“You what?”

“To make sure you were all right, Violet. It was late and you clearly weren’t okay. I just wanted to make sure you got home safely.”

She snorts derisively and turns her head to look out the window.

“You saw the letters, didn’t you?” I ask gently.

Her face tilts to the floor as she avoids my eyes, but I see the slightest nod of her head in confirmation of my suspicions.

“Wanna talk about it?”

She shrugs.

This conversation is hard to navigate. Not simply because she’s behaving so uncharacteristically cold, but because I don’t know how much she knows. I don’t know whether or not she’s worked out that I spent the last four years in a federal prison or if this is just a jealousy thing.

“Is she the girl you have feelings for?”

Well, that’s my question answered.

I stuff my hands into my pockets and nod. “You don’t have to worry about her though.”

“No?” Her eyebrows lift. “Why’s that?”

“She’s not in my life anymore.”

Her face flickers with an expression I can’t place. Sadness mixed with something else. Jealousy, maybe, but I don’t think so.

“Why?” she whispers.

I’m silent for a long while, thinking about Kinsley.

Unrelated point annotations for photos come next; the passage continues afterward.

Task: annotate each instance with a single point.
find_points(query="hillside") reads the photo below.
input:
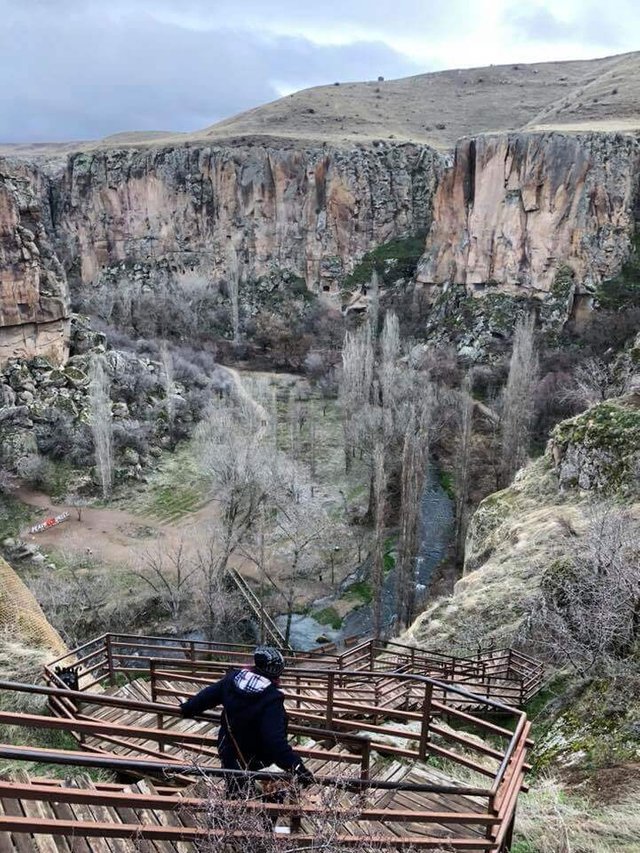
(435, 108)
(439, 108)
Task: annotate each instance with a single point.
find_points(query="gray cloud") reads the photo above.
(70, 71)
(81, 69)
(590, 25)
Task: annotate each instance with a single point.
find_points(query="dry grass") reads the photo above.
(436, 108)
(552, 820)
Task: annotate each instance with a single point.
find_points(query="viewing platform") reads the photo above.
(413, 748)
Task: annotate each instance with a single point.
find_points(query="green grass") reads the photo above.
(445, 478)
(44, 739)
(328, 616)
(14, 516)
(623, 291)
(175, 489)
(393, 260)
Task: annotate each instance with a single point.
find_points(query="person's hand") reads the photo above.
(303, 776)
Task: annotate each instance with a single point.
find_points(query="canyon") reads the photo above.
(504, 211)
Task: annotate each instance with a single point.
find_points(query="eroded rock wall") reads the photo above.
(34, 303)
(515, 208)
(310, 211)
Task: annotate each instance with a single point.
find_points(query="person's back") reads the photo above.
(253, 731)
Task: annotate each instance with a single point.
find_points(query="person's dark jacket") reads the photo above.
(254, 710)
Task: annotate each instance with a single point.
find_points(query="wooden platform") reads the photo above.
(399, 758)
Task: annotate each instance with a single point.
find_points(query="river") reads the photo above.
(436, 532)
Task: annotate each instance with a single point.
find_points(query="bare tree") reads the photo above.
(300, 528)
(463, 465)
(518, 401)
(355, 385)
(593, 381)
(414, 462)
(101, 422)
(215, 603)
(233, 284)
(166, 361)
(373, 307)
(380, 492)
(589, 613)
(234, 452)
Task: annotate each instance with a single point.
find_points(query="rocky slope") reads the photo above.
(517, 533)
(34, 308)
(21, 618)
(514, 213)
(194, 211)
(517, 209)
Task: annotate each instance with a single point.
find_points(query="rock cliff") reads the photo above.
(34, 307)
(517, 533)
(21, 617)
(516, 208)
(193, 210)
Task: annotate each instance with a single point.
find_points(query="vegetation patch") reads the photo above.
(328, 616)
(14, 516)
(393, 260)
(445, 478)
(609, 434)
(623, 291)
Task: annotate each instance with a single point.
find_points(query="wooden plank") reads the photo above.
(13, 808)
(38, 811)
(63, 811)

The girl who brought me comfort when I didn’t deserve it, the girl who kept me breathing when every moment felt as if I was drowning.

“I don’t know,” I say finally. “It’s been a while since we last wrote to each other.”

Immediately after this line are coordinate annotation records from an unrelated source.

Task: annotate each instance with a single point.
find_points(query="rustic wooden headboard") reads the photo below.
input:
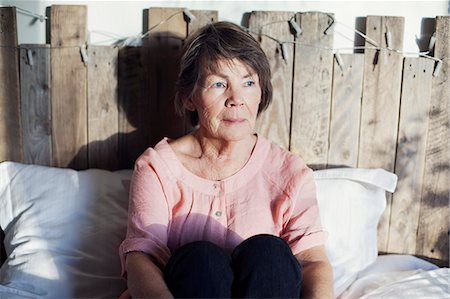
(67, 105)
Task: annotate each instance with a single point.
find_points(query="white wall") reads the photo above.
(124, 18)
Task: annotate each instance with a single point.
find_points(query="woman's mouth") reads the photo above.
(233, 121)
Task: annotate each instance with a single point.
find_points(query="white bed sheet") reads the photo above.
(400, 276)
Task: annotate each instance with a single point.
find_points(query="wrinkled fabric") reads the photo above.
(274, 193)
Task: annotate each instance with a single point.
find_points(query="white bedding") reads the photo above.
(400, 276)
(63, 227)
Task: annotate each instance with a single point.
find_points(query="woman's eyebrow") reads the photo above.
(249, 75)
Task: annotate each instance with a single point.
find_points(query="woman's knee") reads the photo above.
(266, 252)
(199, 269)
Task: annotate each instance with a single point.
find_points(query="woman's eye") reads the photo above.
(218, 85)
(249, 83)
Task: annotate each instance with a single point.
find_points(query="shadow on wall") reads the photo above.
(146, 89)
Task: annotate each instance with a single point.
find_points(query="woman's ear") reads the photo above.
(189, 105)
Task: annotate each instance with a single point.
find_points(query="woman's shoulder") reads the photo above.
(284, 166)
(158, 156)
(283, 157)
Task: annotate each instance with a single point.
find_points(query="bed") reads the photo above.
(63, 228)
(382, 186)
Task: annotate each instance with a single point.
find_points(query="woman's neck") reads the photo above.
(218, 150)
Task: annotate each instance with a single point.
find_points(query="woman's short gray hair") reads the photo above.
(202, 52)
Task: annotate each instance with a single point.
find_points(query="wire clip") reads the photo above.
(189, 15)
(294, 26)
(30, 57)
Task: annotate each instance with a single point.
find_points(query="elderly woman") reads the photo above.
(222, 212)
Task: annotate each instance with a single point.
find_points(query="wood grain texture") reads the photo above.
(346, 111)
(410, 160)
(380, 105)
(10, 130)
(313, 69)
(164, 44)
(68, 25)
(103, 115)
(202, 17)
(433, 232)
(69, 80)
(274, 123)
(134, 104)
(36, 106)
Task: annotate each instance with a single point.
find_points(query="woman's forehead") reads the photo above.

“But you keep the letters?”

I nod.

“Why?”

My head dips, and I rub the thin material of her bedsheets between my fingers as I think. How do I tell the girl I slept with yesterday afternoon, who took my virginity, that I’ve given my heart away to a woman whose face I’ve never seen?

“They’re special to me.”

For a long while, neither of us says anything. Violet stands dead still, staring out the window at nothing in particular; the drink I bought her left untouched and melting on the top of an old chest of drawers.

“I think you were right,” she says finally. “When you said that I should stay away from you, I think you were right.”

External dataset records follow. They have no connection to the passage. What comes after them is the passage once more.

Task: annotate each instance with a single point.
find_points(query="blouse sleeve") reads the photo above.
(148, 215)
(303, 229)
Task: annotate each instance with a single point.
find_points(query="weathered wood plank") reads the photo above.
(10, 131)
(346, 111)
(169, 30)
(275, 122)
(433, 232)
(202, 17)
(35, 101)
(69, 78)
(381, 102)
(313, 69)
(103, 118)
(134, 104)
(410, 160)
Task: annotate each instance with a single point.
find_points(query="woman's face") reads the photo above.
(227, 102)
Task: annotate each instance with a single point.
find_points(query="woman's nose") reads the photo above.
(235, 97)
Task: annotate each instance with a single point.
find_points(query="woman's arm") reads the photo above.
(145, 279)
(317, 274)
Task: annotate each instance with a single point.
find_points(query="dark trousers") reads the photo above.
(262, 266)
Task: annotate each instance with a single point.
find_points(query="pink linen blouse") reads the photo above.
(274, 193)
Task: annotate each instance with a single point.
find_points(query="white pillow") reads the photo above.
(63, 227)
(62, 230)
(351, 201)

My brows crease in confusion. “What?”

“Whatever this is between us isn’t going to end well. Not for me.” She sucks in a deep breath, closes her eyes for a long beat, and says, “I’m already delicate and I think you might just shatter me.”

“Violet.” I stand to go to her, but she holds up a hand to stop me.

“Please don’t.”

Tears are stinging her eyes. I watch her try to blink them away, but they’re there. Clear as day, I see them. And it makes my heart clench painfully because I don’t know how to help her. I don’t know how I can make this better when I don’t understand what’s going on.

“I think you should go, Holden.” She chokes my name and turns to look away.